Mensaje Pascual:
El momento de la reconciliación. El costo del perdón. La primer pareja vivía en el mejor lugar de la creación. El Edén era su habitat natural y ambos compartían la comunión cotidiana con Dios. Pero un día la soberbia por un lado y la complacencia por el otro, destruyó dicha comunión. A partir de ahí el perfecto plan de Dios se detuvo. Hoy mucha gente levanta el puño y eleva su cólera al cielo por los desastres que ocurren. ¿Qué tengo yo que ver alegan varios, con lo que hicieron Adán y Eva? Aunque no guste; demasiado. Por cuanto todos los habitantes del planeta, los que vivieron y viven hoy somos sus descendientes. ¿Qué tal con eso? No existe supremacía alguna entre unos y otros a lo sumo diferencia y gracias a Dios por la diferencia. Todos nacemos y morimos de la misma forma, porque de una misma sangre roja venimos al mundo. Necesitábamos que alguien nos liberara de la esclavitud del pecado y nos reconciliara nuevamente con Dios.
El momento de la reconciliación. Un precio de sangre.
La demanda de Dios exigía un precio muy alto, solo alguien sin pecado podía pagar ese precio del perdón. Ese lugar lo ocupó Jesús, el único que podía redimirnos es decir (comprarnos) al precio de su sangre en la cruz Él fue el cordero expiatorio que logró para nosotros volver a estar en paz con Dios.
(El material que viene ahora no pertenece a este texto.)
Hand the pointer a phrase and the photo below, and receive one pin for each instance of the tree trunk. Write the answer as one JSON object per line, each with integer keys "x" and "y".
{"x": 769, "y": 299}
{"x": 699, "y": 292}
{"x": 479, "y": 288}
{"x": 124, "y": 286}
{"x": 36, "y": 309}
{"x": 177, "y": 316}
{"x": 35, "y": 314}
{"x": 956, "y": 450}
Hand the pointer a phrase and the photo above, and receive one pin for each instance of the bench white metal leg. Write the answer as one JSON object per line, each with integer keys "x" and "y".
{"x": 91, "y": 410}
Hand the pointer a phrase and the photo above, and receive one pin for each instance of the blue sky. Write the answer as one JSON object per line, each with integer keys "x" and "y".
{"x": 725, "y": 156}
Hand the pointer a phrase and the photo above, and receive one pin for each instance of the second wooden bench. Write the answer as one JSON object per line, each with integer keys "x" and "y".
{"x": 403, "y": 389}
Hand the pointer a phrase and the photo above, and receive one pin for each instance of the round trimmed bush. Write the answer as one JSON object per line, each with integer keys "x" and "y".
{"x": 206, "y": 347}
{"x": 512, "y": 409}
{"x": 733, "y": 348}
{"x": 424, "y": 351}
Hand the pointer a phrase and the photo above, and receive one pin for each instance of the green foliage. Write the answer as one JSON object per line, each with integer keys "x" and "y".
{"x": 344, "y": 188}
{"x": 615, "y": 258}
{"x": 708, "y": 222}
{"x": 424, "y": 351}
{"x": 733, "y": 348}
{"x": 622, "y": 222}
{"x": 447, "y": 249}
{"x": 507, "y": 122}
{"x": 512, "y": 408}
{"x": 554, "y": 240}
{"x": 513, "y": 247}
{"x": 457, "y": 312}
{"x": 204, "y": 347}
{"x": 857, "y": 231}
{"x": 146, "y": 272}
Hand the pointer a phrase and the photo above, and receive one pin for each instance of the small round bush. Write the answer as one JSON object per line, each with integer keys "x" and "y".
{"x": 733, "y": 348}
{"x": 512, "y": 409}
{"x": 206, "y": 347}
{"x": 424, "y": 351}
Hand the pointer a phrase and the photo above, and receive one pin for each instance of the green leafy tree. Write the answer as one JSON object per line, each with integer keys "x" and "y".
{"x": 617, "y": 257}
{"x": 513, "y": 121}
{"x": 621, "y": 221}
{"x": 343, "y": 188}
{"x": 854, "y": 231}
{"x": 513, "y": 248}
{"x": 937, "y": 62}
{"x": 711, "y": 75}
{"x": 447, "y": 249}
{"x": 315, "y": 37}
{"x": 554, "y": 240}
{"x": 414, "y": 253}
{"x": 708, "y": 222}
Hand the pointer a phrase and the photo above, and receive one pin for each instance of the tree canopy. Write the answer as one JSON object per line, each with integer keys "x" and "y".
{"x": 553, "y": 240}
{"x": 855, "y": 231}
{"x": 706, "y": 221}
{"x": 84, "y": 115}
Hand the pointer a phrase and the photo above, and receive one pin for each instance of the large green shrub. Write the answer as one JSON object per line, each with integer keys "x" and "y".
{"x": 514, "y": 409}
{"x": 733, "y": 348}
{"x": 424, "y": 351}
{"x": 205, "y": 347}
Deseo de todo corazón que esto aclare la mente de muchos que repiten sin sentido y conocimiento «Felices Pascuas» Pero no tienen la más peregrina idea de lo que se trata. Pero estas palabras son un recordatorio también para todo aquel o aquella que se siente muy seguro porque concurre a una Iglesia. Pero ninguna religión, congregación, años de Iglesia, cargos ni Dones te salvará, solo en el nombre de Jesús hay salvación. Él lo dijo » Si alguno quiere venir en pos de mí, niéguese a sí mismo, tome su cruz y sígame» Cómo esto se obtiene por la obra de Jesús no por obras nuestras, es inteligente tomarse un tiempo para reflexionar. Es algo que cada uno debe hacer y resolver.
El momento de la reconciliación. La entrada triunfal.
Cuando Jesús entraba en la ciudad en aquellos días la multitud lo recibía con algarabía. A su paso extendían como alfombra hojas de palmeras y de muchos árboles, mientras clamaban a gran voz .¡¡Hosanna al Hijo de David! ¡Bendito el que viene en el nombre del Señor! ¡Hosanna en las alturas! Muchos lo hacían fervorosamente por devoción, pero otros como hoy, solo por la emoción del momento. Los mismos que al final de la semana rogaban a Pilatos que lo crucificara y soltara un homicida. Es que mucha gente participa de algo al grito de los demás, no piensa ni reflexiona en lo que hace. Una cosa es la alegría del momento otra la reacción cuando Cristo fue juzgado. Cuando las papas queman se va el compromiso y el amor. ¿Que pasaba por el ánimo de Jesús? Solo Él lo sabe, se dice que en un momento él lloró. En su agonía clamó «Dios mío, Dios mío ¿por qué me has desamparado? Dios no podía ver en su hijo la suciedad del pecado mío tuyo y de la humanidad.
Muy apreciado lector:
Ese fue el precio que Jesús pagó con su vida. Por el pecado de Adán y Eva y consecuentemente por el de todos los demás. Por los que se fueron viven hoy y los que vendrán. Recuerda que hace unos segundos nada más; muchos en el mundo ya han partido. El ser humano es injusto. Muchas veces paga con el olvido y la ingratitud a aquel que le ha hecho un favor. ¿Cómo piensas que hará Dios con aquel o aquella que tiene en poco, el sacrificio de su hijo? Él ocupó nuestro lugar en la cruz, los clavos que traspasaron sus manos y sus pies eran los que nosotros merecíamos. Hoy muchos no lo aprecian y encima lo rechazan, cuando el ofrece la única oportunidad de salvación. Tal vez porque creen ser buenas personas y que por sus obras talentos y «logros» alcanzarán el cielo. Eso nunca ocurrirá. Si en el partido de baloncesto por el campeonato mundial faltando unos segundos cae la pelota en tus manos. ¿Qué harás, tomas tú la responsabilidad de encestar o le cedes la pelota a Michael Jordan? ¿Puedes confiar en que tú ganarás la salvación por ti mismo o confías en Jesús? Piensalo. Cristo jamás falla.